Sometimes I have feelings of great confidence of what I did as a mother. I gave my heart and soul to the divine role given to me by my Father in Heaven. I truly sacrificed in my own way and used my best capabilities and tried diligently to be led by my Father in Heaven and also use the atonement for my many mistakes. I loved, I cared, and gave my all, all that I had.
I always wanted to be a mother, from the time I was very small. I actually became one in a sense at a young age when my parents divorced, my mother had to go to work fulltime and I was the eldest at home with 3 younger brothers. They became my charge at the age of 14/15 and because I was named caretaker I gave up my teenage years to help my mother. At the same time my sister had 3 daughters and needed a sitter for them often and I became their nanny aunt on weekends or whenever her husband was gone, which was alot, I was so close to them, how I loved them, still do!! Those years were filled with challenges, physical and emotional exhaustion with school, work and the kids that I helped to take care of even before I was a real mother myself. But I knew that that was what I wanted to be.
When I actually became a mother myself, that is where the real challenges were!!!!
I worked hard at nurturing my little crew, teaching them and loving my children. I tried to learn better ways in teaching them, I was hungering and thirsting to find the best way to raise them and do right by them. I have found that the word "motherhood" means the principal business of one's life by loving, nurturing her children. That God's definition of Motherhood is near to divinity, nurturers, sacrificing her own comforts for those of her children and loving them with fierceness and loyalty that is uncomparable. Despite my mistakes I can say I work so hard to raise them right.
In contrast, there are many times, I have lost confidence in myself as a mother, and have doubted myself, I think more in the last several years than ever before! From other's opinions, from assumptions or other sources that take on the world's definition. Often there is a lack of affirmation from the world's view on being a mother! But I just kept trying to do my best and I still keep trying to do my best even with adults for children!

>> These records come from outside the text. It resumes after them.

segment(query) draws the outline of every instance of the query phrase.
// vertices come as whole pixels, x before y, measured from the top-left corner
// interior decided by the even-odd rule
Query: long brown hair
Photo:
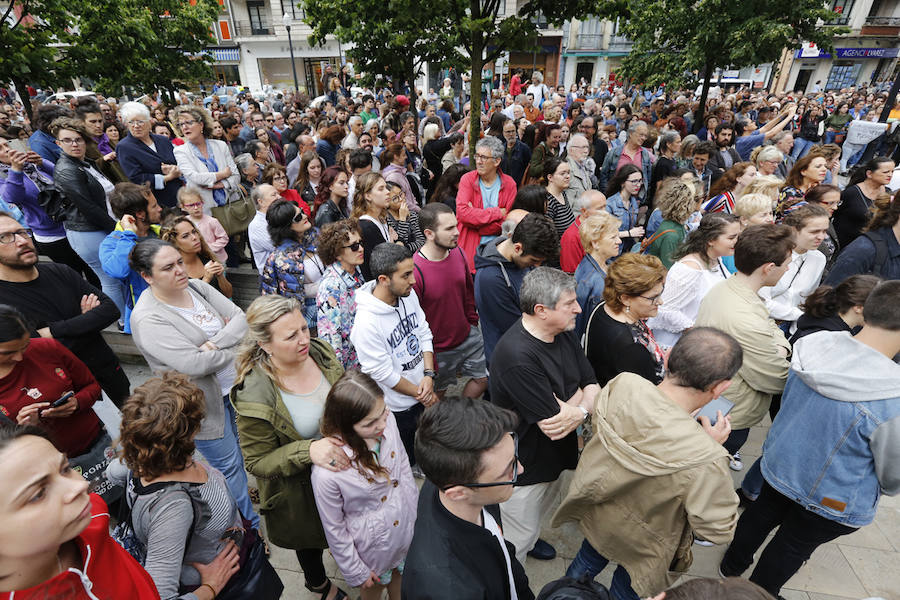
[[[379,476],[390,478],[390,474],[378,464],[375,454],[353,426],[365,419],[383,397],[384,393],[371,377],[360,371],[346,371],[328,392],[320,425],[322,435],[339,437],[350,446],[351,462],[360,475],[373,483]]]

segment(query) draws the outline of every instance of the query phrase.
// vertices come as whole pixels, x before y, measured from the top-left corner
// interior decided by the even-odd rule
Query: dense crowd
[[[4,597],[762,599],[900,492],[885,94],[322,84],[2,105]]]

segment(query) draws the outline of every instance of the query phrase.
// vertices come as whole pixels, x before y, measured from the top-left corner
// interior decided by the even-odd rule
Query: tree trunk
[[[481,17],[479,0],[469,0],[473,18]],[[473,28],[477,29],[477,28]],[[469,164],[475,166],[475,144],[481,133],[481,69],[484,67],[484,37],[480,31],[472,33],[472,78],[469,81]],[[462,108],[462,107],[460,107]]]
[[[705,71],[703,75],[703,90],[700,92],[700,108],[698,109],[698,114],[694,115],[694,131],[692,133],[697,133],[703,128],[703,116],[706,112],[706,96],[709,94],[709,84],[710,79],[712,78],[712,74],[716,69],[715,63],[711,58],[706,59],[706,65],[703,70]],[[700,140],[701,142],[703,140]]]
[[[28,117],[28,122],[32,123],[32,127],[34,124],[34,113],[31,110],[31,96],[28,95],[28,86],[20,77],[12,77],[12,82],[16,86],[16,91],[19,92],[19,96],[22,98],[22,108],[25,109],[25,115]],[[51,88],[52,91],[53,88]]]

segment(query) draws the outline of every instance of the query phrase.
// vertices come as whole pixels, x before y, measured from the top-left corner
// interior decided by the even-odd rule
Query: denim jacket
[[[872,522],[881,495],[900,493],[900,366],[849,332],[798,340],[762,473],[810,512]]]

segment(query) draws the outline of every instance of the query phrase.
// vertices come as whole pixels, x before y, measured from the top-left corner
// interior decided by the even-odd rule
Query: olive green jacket
[[[309,357],[334,385],[344,369],[334,350],[310,340]],[[327,548],[313,497],[309,445],[300,437],[275,382],[259,367],[231,389],[247,471],[259,486],[269,540],[282,548]]]

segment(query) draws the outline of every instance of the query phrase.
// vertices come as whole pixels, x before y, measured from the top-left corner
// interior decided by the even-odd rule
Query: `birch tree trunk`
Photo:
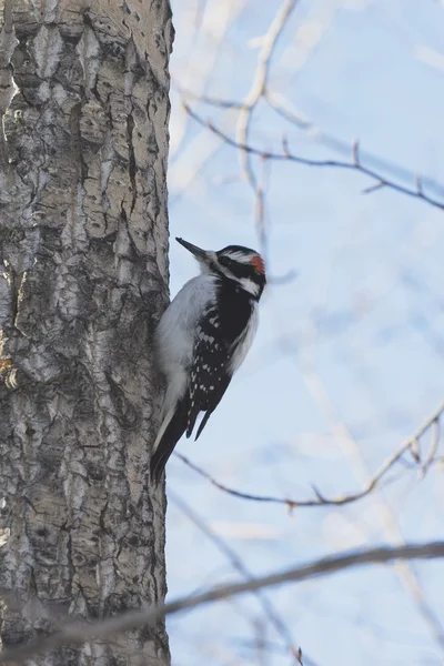
[[[3,647],[67,615],[93,620],[165,594],[164,491],[148,468],[173,39],[169,0],[11,6],[0,37]],[[168,639],[160,624],[30,663],[168,664]]]

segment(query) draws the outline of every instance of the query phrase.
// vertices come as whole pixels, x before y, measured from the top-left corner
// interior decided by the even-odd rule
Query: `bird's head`
[[[265,264],[255,250],[242,245],[228,245],[219,252],[202,250],[183,239],[175,239],[186,248],[201,265],[202,273],[232,280],[259,301],[265,286]]]

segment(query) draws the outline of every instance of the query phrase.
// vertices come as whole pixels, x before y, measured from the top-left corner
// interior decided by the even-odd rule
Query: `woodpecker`
[[[190,437],[203,412],[199,437],[245,359],[265,286],[265,265],[254,250],[228,245],[211,252],[175,240],[195,256],[201,274],[181,289],[154,334],[157,361],[167,380],[151,458],[154,484],[183,433]]]

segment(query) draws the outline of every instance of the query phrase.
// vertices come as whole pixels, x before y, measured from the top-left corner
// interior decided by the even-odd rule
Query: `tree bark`
[[[68,615],[165,594],[164,490],[148,468],[173,28],[169,0],[4,4],[0,594],[12,647]],[[30,663],[168,664],[168,639],[161,623]]]

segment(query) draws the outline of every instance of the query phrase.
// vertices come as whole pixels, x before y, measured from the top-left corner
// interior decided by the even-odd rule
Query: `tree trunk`
[[[173,39],[168,0],[11,4],[0,36],[4,647],[165,594],[164,491],[148,468]],[[168,663],[162,623],[32,660]]]

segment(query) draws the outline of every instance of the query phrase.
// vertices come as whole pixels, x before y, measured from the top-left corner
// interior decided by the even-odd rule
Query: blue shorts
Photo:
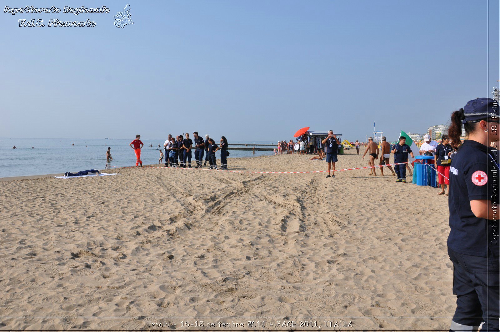
[[[326,154],[326,162],[336,162],[338,161],[336,154]]]

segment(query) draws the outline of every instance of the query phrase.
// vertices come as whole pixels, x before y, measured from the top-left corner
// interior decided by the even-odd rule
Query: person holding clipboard
[[[441,185],[441,191],[438,193],[438,195],[444,194],[444,184],[448,186],[450,192],[450,166],[452,162],[450,156],[453,148],[448,144],[449,142],[450,137],[448,135],[442,136],[441,144],[436,147],[434,154],[434,164],[438,172],[438,183]]]

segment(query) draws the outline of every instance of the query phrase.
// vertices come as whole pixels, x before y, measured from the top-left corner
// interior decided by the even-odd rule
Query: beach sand
[[[228,164],[326,170],[310,158]],[[354,150],[339,160],[338,168],[368,164]],[[0,182],[0,316],[73,317],[4,318],[2,330],[147,330],[146,319],[78,318],[142,316],[362,317],[352,328],[449,327],[449,318],[416,318],[455,308],[448,198],[438,189],[396,184],[388,170],[335,178],[106,172],[121,175]],[[376,318],[388,316],[409,318]]]

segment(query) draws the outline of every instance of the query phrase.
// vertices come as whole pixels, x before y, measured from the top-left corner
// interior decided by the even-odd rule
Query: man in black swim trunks
[[[374,167],[375,160],[378,158],[378,152],[380,150],[378,150],[378,146],[374,142],[372,137],[368,138],[368,146],[366,146],[366,150],[364,150],[364,153],[363,154],[362,158],[364,158],[366,152],[368,151],[370,152],[370,160],[368,162],[368,164],[371,166],[372,168],[370,168],[370,174],[368,175],[372,175],[372,174],[374,176],[376,176],[376,173],[375,172]]]

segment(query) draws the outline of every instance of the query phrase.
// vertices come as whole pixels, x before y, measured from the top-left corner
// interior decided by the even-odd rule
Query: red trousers
[[[140,164],[142,164],[142,162],[140,160],[140,149],[136,148],[134,150],[134,151],[136,152],[136,156],[137,158],[137,161],[136,162],[136,166],[138,166],[140,162]]]

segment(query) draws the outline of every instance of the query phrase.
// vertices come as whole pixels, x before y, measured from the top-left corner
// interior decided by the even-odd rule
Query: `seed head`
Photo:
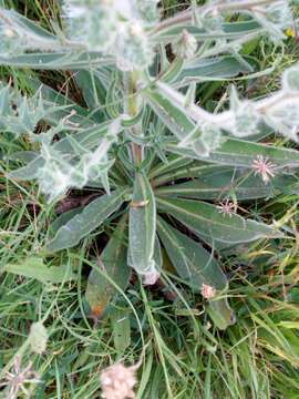
[[[208,284],[203,284],[202,285],[202,295],[205,299],[212,299],[216,296],[216,288],[212,287]]]
[[[20,391],[29,398],[29,391],[27,390],[27,383],[39,383],[41,380],[35,371],[32,370],[32,364],[29,362],[24,369],[21,369],[21,357],[16,356],[13,361],[13,368],[6,374],[4,380],[0,382],[0,387],[8,388],[7,399],[19,398]]]
[[[267,156],[258,155],[252,162],[255,175],[260,175],[265,184],[268,184],[270,178],[275,176],[275,167],[276,165]]]
[[[219,203],[219,205],[217,205],[217,208],[219,209],[218,212],[220,214],[228,215],[229,217],[231,217],[233,214],[236,213],[237,205],[230,202],[229,200],[226,200]]]

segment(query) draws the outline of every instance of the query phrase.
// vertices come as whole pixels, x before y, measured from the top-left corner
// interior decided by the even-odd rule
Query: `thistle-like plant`
[[[197,89],[262,74],[244,55],[244,44],[267,35],[282,45],[290,4],[193,2],[161,20],[156,0],[65,0],[61,16],[62,29],[53,24],[53,33],[0,10],[0,64],[73,71],[87,105],[38,80],[31,98],[4,84],[0,92],[1,130],[39,149],[9,177],[37,180],[49,202],[73,188],[101,193],[53,222],[47,250],[76,246],[113,223],[89,277],[94,316],[125,289],[132,269],[154,284],[167,258],[171,272],[203,295],[215,324],[226,328],[234,315],[214,255],[281,236],[274,224],[248,219],[238,209],[243,201],[291,192],[297,183],[291,172],[299,152],[260,141],[279,133],[298,142],[299,66],[286,70],[281,88],[257,101],[231,88],[227,106],[219,103],[213,112],[200,105]],[[41,121],[49,129],[38,133]]]

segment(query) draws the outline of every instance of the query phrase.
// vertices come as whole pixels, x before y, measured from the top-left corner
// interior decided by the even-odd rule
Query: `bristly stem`
[[[140,73],[137,71],[132,71],[128,73],[124,73],[124,84],[126,91],[126,99],[125,99],[125,112],[131,116],[134,117],[138,112],[138,104],[137,104],[137,95],[136,95],[136,83]],[[138,125],[132,127],[133,133],[135,135],[141,135],[141,129]],[[134,163],[140,165],[143,161],[143,147],[136,143],[131,143],[131,152]]]

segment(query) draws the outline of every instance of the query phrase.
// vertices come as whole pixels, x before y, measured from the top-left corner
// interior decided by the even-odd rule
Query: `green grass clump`
[[[163,3],[167,14],[185,6],[174,0]],[[52,1],[31,0],[21,8],[48,28],[50,17],[56,16]],[[246,95],[262,96],[277,86],[281,71],[298,60],[298,45],[290,38],[279,62],[279,50],[266,41],[252,44],[250,54],[264,69],[275,68],[252,82],[236,84]],[[12,78],[23,91],[30,86],[29,72],[2,70],[1,76]],[[42,78],[56,86],[64,75],[42,73]],[[69,83],[70,95],[78,98],[70,76]],[[225,105],[227,90],[223,83],[199,89],[204,104],[212,106],[219,98]],[[282,144],[281,139],[271,140]],[[8,162],[8,155],[24,149],[30,150],[25,141],[12,142],[9,135],[0,135],[6,170],[17,163]],[[87,272],[104,242],[94,243],[91,236],[80,248],[49,258],[51,267],[64,266],[75,276],[69,279],[65,273],[59,284],[6,273],[8,265],[35,262],[54,209],[39,196],[34,183],[18,184],[1,174],[0,380],[20,356],[23,367],[32,361],[40,375],[41,382],[27,385],[32,398],[100,398],[102,369],[117,360],[133,365],[142,359],[136,388],[140,399],[299,398],[298,202],[298,196],[286,193],[248,204],[246,212],[254,217],[275,219],[290,234],[286,239],[240,247],[225,260],[237,317],[226,331],[214,328],[202,298],[179,282],[175,284],[171,272],[158,288],[132,280],[126,294],[118,293],[95,323],[87,316],[84,290]],[[31,325],[38,320],[49,335],[41,355],[28,341]],[[9,398],[8,390],[1,389],[0,398]]]

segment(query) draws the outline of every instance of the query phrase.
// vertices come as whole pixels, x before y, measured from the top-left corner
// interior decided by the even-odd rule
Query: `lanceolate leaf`
[[[199,167],[197,171],[198,178],[162,186],[155,190],[156,195],[218,201],[231,196],[239,201],[255,200],[274,196],[277,191],[281,190],[291,191],[298,181],[290,175],[278,175],[265,184],[259,176],[255,176],[250,171],[238,171],[234,167],[226,168],[215,165],[206,166],[206,168],[202,166],[202,173]]]
[[[90,273],[85,297],[95,318],[103,315],[110,300],[117,294],[117,288],[124,290],[128,284],[126,227],[126,218],[122,218],[105,246],[97,265]],[[111,284],[111,280],[115,283],[117,288]]]
[[[199,243],[182,234],[161,217],[157,218],[157,231],[177,274],[195,291],[199,293],[203,284],[217,290],[227,288],[221,268]]]
[[[35,278],[43,284],[58,284],[76,278],[76,275],[72,272],[71,264],[49,267],[43,263],[42,258],[37,256],[21,259],[18,263],[6,264],[4,267],[0,268],[0,273],[2,272]]]
[[[220,243],[233,245],[258,238],[281,237],[279,232],[264,223],[247,221],[235,214],[229,217],[219,213],[216,206],[200,201],[157,197],[157,206],[197,234]]]
[[[55,252],[71,248],[97,228],[124,202],[126,188],[115,190],[111,195],[102,195],[60,227],[47,249]]]
[[[128,263],[137,273],[156,270],[154,246],[156,235],[156,203],[147,177],[135,176],[133,197],[130,205]]]
[[[162,218],[157,219],[158,235],[175,267],[177,274],[186,282],[194,291],[200,291],[203,285],[208,285],[220,293],[221,299],[210,300],[209,313],[215,325],[225,329],[233,324],[234,313],[227,298],[224,297],[227,289],[227,279],[212,254],[199,243],[194,242],[176,228],[168,225]]]
[[[194,131],[195,123],[169,99],[152,90],[145,91],[144,98],[156,115],[178,140],[185,139],[186,135]]]
[[[0,65],[2,66],[31,68],[35,70],[80,70],[110,65],[111,63],[111,58],[104,58],[97,52],[86,51],[0,57]]]
[[[179,149],[177,144],[168,144],[166,147],[175,154],[223,165],[251,167],[257,156],[261,155],[268,157],[278,167],[299,166],[299,151],[230,137],[217,150],[212,150],[208,158],[200,157],[193,150]]]
[[[241,72],[252,72],[252,70],[246,68],[244,63],[239,62],[233,55],[212,59],[193,59],[185,62],[174,84],[176,88],[179,88],[190,82],[226,80],[237,76]]]
[[[158,43],[162,41],[165,43],[172,42],[177,39],[177,37],[182,33],[183,30],[187,30],[192,33],[198,41],[204,41],[207,39],[215,39],[214,32],[207,32],[202,28],[198,28],[194,24],[178,24],[165,27],[158,33],[153,35],[153,40],[157,40]],[[244,37],[248,33],[258,32],[261,30],[258,22],[250,21],[241,21],[241,22],[227,22],[223,24],[224,32],[217,32],[217,37],[221,39],[237,39],[239,37]]]

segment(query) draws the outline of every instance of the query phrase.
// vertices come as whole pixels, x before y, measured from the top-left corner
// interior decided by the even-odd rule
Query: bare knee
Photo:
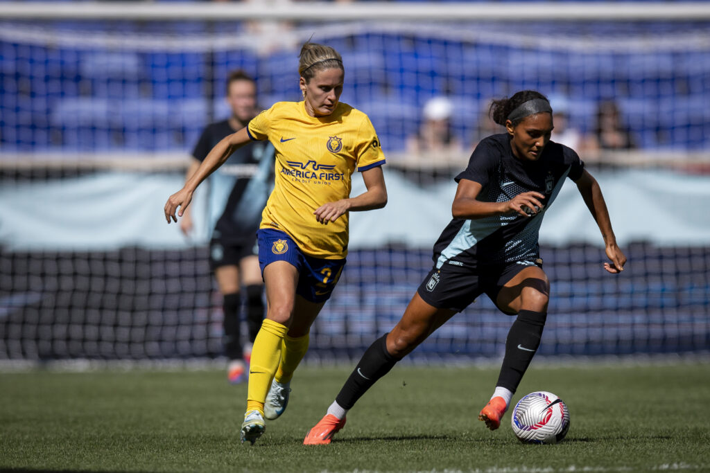
[[[291,321],[293,319],[293,302],[270,304],[266,311],[266,318],[286,327],[290,327]]]
[[[403,330],[395,327],[387,335],[387,351],[395,358],[402,358],[416,348],[426,338],[420,330]]]

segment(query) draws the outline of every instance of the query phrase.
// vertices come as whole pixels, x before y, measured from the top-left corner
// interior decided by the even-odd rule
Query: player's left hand
[[[168,223],[170,223],[170,218],[173,221],[177,222],[178,217],[175,216],[175,211],[178,210],[178,208],[180,207],[178,216],[182,217],[182,213],[185,212],[185,209],[190,205],[192,200],[192,193],[185,187],[168,197],[168,201],[165,203],[165,207],[163,209],[165,213],[165,220],[168,221]]]
[[[618,274],[623,271],[623,265],[626,264],[626,257],[616,243],[609,243],[606,245],[606,257],[611,260],[611,263],[604,263],[604,269],[612,274]]]
[[[334,222],[338,217],[348,211],[349,206],[346,199],[334,202],[328,202],[315,209],[313,214],[319,223],[327,225],[328,222]]]

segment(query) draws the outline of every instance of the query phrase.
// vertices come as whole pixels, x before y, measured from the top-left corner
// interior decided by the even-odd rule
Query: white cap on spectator
[[[446,97],[434,97],[424,104],[422,112],[427,120],[445,120],[451,116],[454,104]]]

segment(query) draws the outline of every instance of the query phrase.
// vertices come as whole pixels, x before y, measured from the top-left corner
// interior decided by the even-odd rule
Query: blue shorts
[[[324,260],[304,255],[286,233],[278,230],[261,228],[256,232],[259,244],[259,267],[264,268],[275,261],[285,261],[298,270],[296,294],[307,301],[325,302],[335,288],[345,259]]]

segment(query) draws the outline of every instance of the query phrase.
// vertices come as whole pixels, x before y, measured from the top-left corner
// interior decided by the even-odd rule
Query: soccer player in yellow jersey
[[[250,140],[275,148],[275,184],[257,232],[266,318],[254,340],[241,442],[251,444],[288,403],[293,372],[308,349],[311,324],[345,265],[348,212],[387,203],[385,157],[367,116],[339,102],[344,69],[332,48],[306,43],[298,72],[300,102],[279,102],[217,143],[165,207],[182,216],[197,187]],[[351,198],[359,171],[367,190]]]

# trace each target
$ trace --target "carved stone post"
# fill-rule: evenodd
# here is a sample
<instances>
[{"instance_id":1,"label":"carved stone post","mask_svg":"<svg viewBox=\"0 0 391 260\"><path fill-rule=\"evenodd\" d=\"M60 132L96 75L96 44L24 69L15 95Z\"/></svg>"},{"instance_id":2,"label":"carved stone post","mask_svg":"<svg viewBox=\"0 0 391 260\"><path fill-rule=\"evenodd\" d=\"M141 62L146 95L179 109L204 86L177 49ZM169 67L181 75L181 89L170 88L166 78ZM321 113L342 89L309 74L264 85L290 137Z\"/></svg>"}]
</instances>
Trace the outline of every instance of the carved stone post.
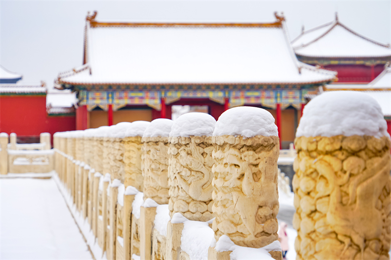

My Visiting Teachers were here today and we were talking of motherhood and one of them said a man in Toronto, Canada, where they were living at the time was watching her and her 7 children and came up to her and said, you are LDS aren't you!!! And of course she answered yes! He said the women of your church are so good! They are staying true to what a good woman does, family, heart of the home, raising kids with values!! She felt that was a great compliment to the women of the church. Some do notice, Mothers do matter!!!
I so appreciated hearing that, it lifted me and reminded me that all that I have done has not and will not go unnoticed by my Father in Heaven. That the choices I made as a mother in their growing up years was the best decision at the time and the circumstance. And still is!! I try not to lean on my own understanding, but listen to what is impressed upon my mind and my heart concerning my family! No one can take that away and as I live with daily doing my best, I will have no regrets, even when the adversary comes in through other people from time to time who's opinions have caused me to doubt myself, that I did make a difference with my children being their mother and they are good people with good hearts trying to make it themselves. So what I've learned is I'm in the process of purifying not perfection! As hard as it is, I'm so happy I'm a mother, it's all I wanted to be!!!
This was definitely a babbling blog! Hope you understand!